About 6:30 we saw a flash of police lights in front of the restaurant, and a minute later Lewinsky and her entourage walked through the darkened hallway to a small, private room. I’d been advised to bring just one camera, no flash, and be very low key. Well, of course, as a professional I brought what I needed: two cameras and one flash. But I was pretty low key. We walked into the private dining room, and everyone was introduced. Time had agreed to certain ground rules — because of the legal issues, no direct questions about the president. The assignment was to find out who this young woman was. The conversation was very easygoing.
“You don’t mind if I shoot a few snaps?” I asked, and everyone nodded okay. It was a dark-paneled room with spotty overhead lights, a real challenge to shoot. A few minutes into the session, Lewinsky picked up her cosmo in a sleek martini glass, and started to take a sip. Her hair cascaded down over her eyes, and for one brief moment all I could see was the glass, her lips, and the outline of her face. To me, that was the picture, the mysterious picture of the mystery woman.
The atmosphere was quite upbeat, although Lewinsky did complain about how her life had all of a sudden become so untenable, and her inability to go out in public was a rather large inconvenience. Perhaps the most astonishing thing about our interview was the realization that for Lewinsky, the most important thing about the scandal was what it had done to her. It was as if she didn’t understand, or care, that the fate of the most powerful person in the world was in her hands. You could chalk it up to the narcissism of youth—Lewinsky was 24 at the time—but it still had an otherworldly quality. I wondered if I was living in the same country, at the same time and place, as she.
After a long half hour, it was clear our time was drawing to a close.

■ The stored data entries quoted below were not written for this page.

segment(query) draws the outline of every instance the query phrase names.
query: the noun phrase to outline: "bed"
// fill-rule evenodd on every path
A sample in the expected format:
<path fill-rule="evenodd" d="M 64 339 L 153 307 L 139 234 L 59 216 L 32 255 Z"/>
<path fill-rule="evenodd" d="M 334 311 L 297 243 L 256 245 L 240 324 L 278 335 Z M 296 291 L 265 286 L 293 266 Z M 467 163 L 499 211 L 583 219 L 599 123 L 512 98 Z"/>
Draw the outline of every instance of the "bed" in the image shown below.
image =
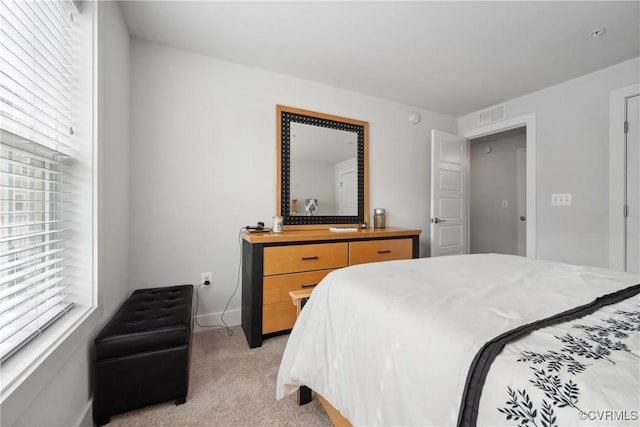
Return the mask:
<path fill-rule="evenodd" d="M 353 425 L 638 425 L 640 278 L 498 254 L 323 279 L 277 380 Z"/>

Michael and I said our goodbyes and headed to our respective homes, where our friends talked about little beyond the scandal. The two of us remained dutifully silent about our whereabouts earlier that evening.
Over the next few months the pictures I took that night were used here and there in the ongoing Lewinsky story. But it wasn’t until the end of the year that Life magazine actually ran my “cosmo” picture. My favorite shot, as is often the case, had a tough time finding a home. Once published, though, it became the picture. Sometimes an image just has to be seen to make something real out of it.